Reputation: 3500
I saw posts like below which are really hard for me to understand. So I am re-posting it. Sorry if someone feels it's duplicate. I have just simple requirements
C# Joins/Where with Linq and Lambda
I have a class like this
public class Person
{
public int Id{get;set;}
public string Name{get;set;}
public string MailingAddress{get;set;}
}
I have a method like below
public IList<Person> GetNames(IList<int> ids)
This will give me List of persons like below
1 "Sam" ""
2 "Dev" ""
4 "Hummy"
I have another method like below
public IList<Person> GetMailingAddress(IList<int> ids)
This will give me List of persons like below
1 "" "ABC"
6 "" "TTT"
2 "" "XYZ"
Now I need to merge results of two methods so that I can have my final result like this
1 "Sam" "ABC"
2 "Dev" "XYZ"
UPDATE : I am sorry I didnot clearly give my test data. Please see above my test data
Upvotes: 0
Views: 1053
Reputation: 543
Perform join on those two methods returning values by Lambda style Linq syntax:
var query = GetNames().Join(GetMailingAddress(),
n => n.Id,
e => e.Id,
(n, e) => new { n.Id,n.Name,e.Email});
foreach (var item in query)
{
Console.WriteLine(item.Id + "-" + item.Name +"-"+ item.Email);
}
Perform join on those two methods returning values by Sql-style Linq syntax:
var query = from n in GetNames()
join e in GetMailingAddress()
on n.Id equals e.Id
select new {n.Id,n.Name,e.Email };
foreach (var item in query)
{
Console.WriteLine(item.Id + "-" + item.Name +"-"+ item.Email);
}
Note:Where GetName() and GetMailingAddress() method returns list of result set.
Upvotes: 0
Reputation: 873
You can solve it with Enumerable.Zip and Ordering the Data before:
IEnumerable<Person> list = GetNames(new List<int>()).OrderBy(p => p.Id).Zip(GetMainlingAddress(new List<int>()).OrderBy(p => p.Id), (first, second) => { return new Person() { Id = first.Id, Name = first.Name, MailingAddress = second.MailingAddress }; });
Upvotes: 0
Reputation: 245399
I'm slightly confused by what your methods are returning, if you need to combine the two results to get full Person
objects then there are two ways you might be able to get things working.
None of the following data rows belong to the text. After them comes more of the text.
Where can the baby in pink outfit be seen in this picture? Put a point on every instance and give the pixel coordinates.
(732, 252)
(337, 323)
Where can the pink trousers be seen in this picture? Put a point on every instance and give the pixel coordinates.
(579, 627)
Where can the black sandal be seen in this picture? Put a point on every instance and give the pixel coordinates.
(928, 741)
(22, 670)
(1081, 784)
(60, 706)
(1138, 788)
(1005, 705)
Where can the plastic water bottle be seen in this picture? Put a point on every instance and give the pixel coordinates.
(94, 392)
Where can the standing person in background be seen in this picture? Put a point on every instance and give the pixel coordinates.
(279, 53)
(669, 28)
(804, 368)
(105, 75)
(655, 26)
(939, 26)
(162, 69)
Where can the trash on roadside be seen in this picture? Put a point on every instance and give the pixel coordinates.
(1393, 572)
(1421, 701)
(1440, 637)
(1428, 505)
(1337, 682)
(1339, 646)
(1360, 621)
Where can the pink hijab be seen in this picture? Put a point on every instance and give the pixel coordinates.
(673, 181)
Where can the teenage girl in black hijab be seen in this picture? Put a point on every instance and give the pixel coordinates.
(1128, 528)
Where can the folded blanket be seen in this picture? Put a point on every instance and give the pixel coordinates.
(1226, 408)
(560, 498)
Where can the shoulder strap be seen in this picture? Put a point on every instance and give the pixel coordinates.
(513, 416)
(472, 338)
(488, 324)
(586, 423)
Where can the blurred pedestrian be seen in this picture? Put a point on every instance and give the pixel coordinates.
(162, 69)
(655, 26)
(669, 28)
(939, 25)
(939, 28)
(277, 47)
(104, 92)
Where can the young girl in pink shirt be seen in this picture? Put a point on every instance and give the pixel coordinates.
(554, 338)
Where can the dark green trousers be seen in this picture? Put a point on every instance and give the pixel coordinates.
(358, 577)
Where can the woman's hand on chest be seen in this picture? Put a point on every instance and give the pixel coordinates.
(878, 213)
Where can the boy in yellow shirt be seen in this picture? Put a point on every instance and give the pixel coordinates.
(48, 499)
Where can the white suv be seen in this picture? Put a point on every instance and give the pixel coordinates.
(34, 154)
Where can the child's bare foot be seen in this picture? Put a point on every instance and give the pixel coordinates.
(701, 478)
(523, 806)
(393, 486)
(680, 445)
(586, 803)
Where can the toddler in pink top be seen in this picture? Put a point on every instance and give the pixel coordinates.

If you can rely on the same number of objects being returned in the same order, you can try:
names.Zip(mailingAddresses, (n, m) => new Person
{
Id = n.Id,
Name = n.Name,
MailingAddress = m.MailingAddress
});
If you can't rely on both of those conditions, you can use a Join
:
names.Join(mailingAddresses, n => n.Id, m => m.Id, (n, m) => new Person
{
Id = n.Id,
Name = n.Name,
MailingAddress = m.MailingAddress
});
Even though you have those two options, there's a third and better option if you have control over the code that actually gets the objects from the data source. If you know you need those two pieces of data, you should create a single method that queries the datasource a single time to get all of the data rather than querying once per piece of data.